3.1.4.2 Type of data collected
For each EU-28 country, the data collection focused on the following criteria:
Amount of combustible waste generated.
Import/export into/outside the EU-28 is also studied whenever relevant.
Amount of waste treated, for the following categories5:
o Incineration / energy recovery (R1);
o Incineration on land / Disposal (D10);
o Disposal (D1, D2, D3, D4, D5, D6, D7, D12);
o Recovery other than energy recovery (R2 to R11).
Amount of energy recovered, for the following categories:
o Conversion into heat with direct use: mostly relevant for cement kilns;
o Conversion into heat for steam production;
o Conversion into electricity;
o Biogas conversion into biomethane.
Conversion into liquid biofuel is studied separately as part of waste-derived ethanol
and waste-derived biodiesel production (see Sections 3.4.2 and 3.4.3 respectively).

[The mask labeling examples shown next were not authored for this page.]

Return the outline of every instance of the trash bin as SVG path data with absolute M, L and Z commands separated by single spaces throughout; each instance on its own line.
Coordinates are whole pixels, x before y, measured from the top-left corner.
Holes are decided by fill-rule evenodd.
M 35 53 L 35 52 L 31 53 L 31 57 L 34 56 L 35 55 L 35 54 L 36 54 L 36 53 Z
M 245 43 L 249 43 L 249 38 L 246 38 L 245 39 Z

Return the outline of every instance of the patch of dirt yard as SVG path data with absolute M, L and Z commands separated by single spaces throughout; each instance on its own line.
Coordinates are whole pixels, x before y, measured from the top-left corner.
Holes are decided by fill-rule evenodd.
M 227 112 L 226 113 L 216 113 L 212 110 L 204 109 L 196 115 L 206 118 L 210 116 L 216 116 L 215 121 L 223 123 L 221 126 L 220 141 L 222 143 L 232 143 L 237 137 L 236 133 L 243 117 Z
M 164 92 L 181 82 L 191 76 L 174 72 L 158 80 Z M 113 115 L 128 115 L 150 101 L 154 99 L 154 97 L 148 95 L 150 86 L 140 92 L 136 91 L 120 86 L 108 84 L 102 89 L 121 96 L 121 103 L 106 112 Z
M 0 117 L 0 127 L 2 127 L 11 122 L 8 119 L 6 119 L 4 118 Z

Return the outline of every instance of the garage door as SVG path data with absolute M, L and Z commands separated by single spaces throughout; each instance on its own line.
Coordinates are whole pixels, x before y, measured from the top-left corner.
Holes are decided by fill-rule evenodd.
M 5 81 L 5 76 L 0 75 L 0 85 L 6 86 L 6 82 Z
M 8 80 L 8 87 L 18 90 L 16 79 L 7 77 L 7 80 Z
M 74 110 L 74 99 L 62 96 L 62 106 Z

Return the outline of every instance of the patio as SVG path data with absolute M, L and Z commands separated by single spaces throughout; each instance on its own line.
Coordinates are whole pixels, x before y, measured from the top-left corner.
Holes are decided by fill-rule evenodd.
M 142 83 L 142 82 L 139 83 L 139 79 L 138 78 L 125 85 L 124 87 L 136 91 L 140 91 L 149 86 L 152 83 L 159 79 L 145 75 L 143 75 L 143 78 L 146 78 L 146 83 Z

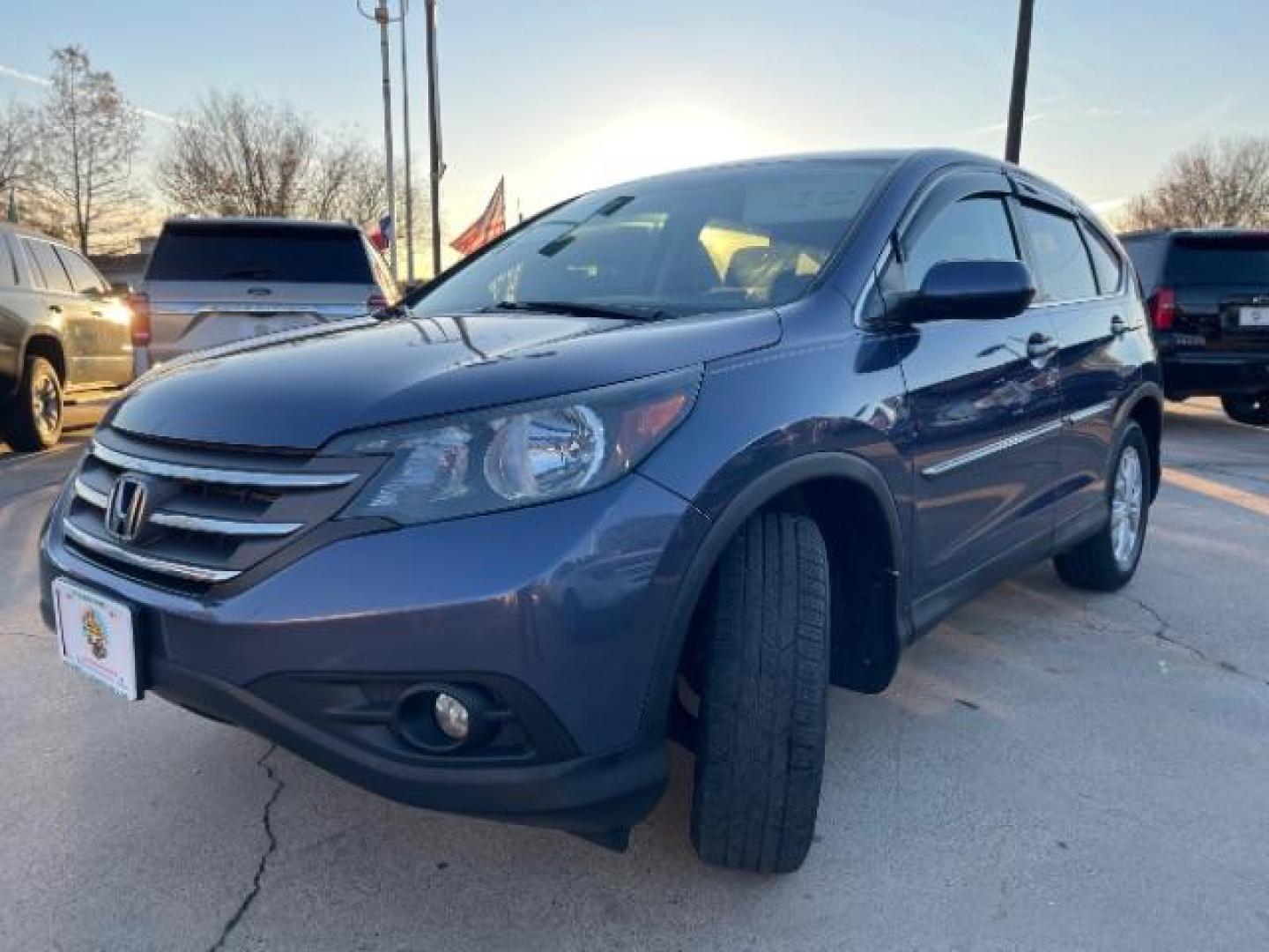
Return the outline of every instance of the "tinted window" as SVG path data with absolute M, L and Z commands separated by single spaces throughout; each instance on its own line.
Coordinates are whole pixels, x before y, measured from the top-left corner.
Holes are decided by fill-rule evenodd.
M 964 198 L 943 211 L 907 249 L 902 287 L 916 291 L 939 261 L 1018 260 L 1005 203 Z
M 84 294 L 90 291 L 105 291 L 105 282 L 102 281 L 96 269 L 67 248 L 55 249 L 57 256 L 62 259 L 66 273 L 71 275 L 71 288 Z
M 1099 232 L 1085 228 L 1084 235 L 1088 239 L 1089 255 L 1093 258 L 1093 270 L 1098 275 L 1098 288 L 1103 294 L 1114 293 L 1119 289 L 1123 261 Z
M 374 283 L 357 231 L 286 225 L 168 225 L 146 279 Z
M 1023 206 L 1023 220 L 1036 255 L 1036 279 L 1042 301 L 1080 301 L 1096 297 L 1089 253 L 1074 218 Z
M 1121 241 L 1137 268 L 1137 274 L 1145 286 L 1146 294 L 1155 293 L 1155 288 L 1159 287 L 1164 272 L 1164 253 L 1167 250 L 1167 239 L 1128 237 L 1121 239 Z
M 18 263 L 13 259 L 13 249 L 9 248 L 9 239 L 0 235 L 0 288 L 13 287 L 18 283 Z
M 1167 284 L 1258 284 L 1269 288 L 1269 237 L 1181 236 L 1167 255 Z
M 890 160 L 755 164 L 582 195 L 419 300 L 425 312 L 501 301 L 730 311 L 799 297 Z
M 57 251 L 47 241 L 32 241 L 27 240 L 27 250 L 30 251 L 32 259 L 34 259 L 36 269 L 39 277 L 43 279 L 43 284 L 49 291 L 70 291 L 71 279 L 66 277 L 66 269 L 62 268 L 61 259 L 57 256 Z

Waste treatment categories should be understood as follows5:
Recovery other than energy recovery means any operation the principal result of
which is waste serving a useful purpose by replacing other materials which would
otherwise have been used to fulfil a particular function, or waste being prepared to
fulfil that function, in the plant or in the wider economy.
Note that recycling is a subset of recovery and means any recovery operation by
which waste materials are reprocessed into products, materials or substances,
whether for the original or other purposes. It includes the reprocessing of organic
material (e.g. composting, anaerobic digestion) but excludes its use as fuel and its
use for backfilling operations.
In this report, material recovery refers to recovery other than energy recovery.
Disposal means any operation which is not recovery even where the operation has
as a secondary consequence the reclamation of substances or energy.
Annex 2 also provides the definition of all treatment methods for recovery (R1 to R10)
and for disposal (D1 to D12).
5 Definitions of waste treatment methods and related categories (R1, D10, etc.) are provided in the Eurostat Manual on waste statistics.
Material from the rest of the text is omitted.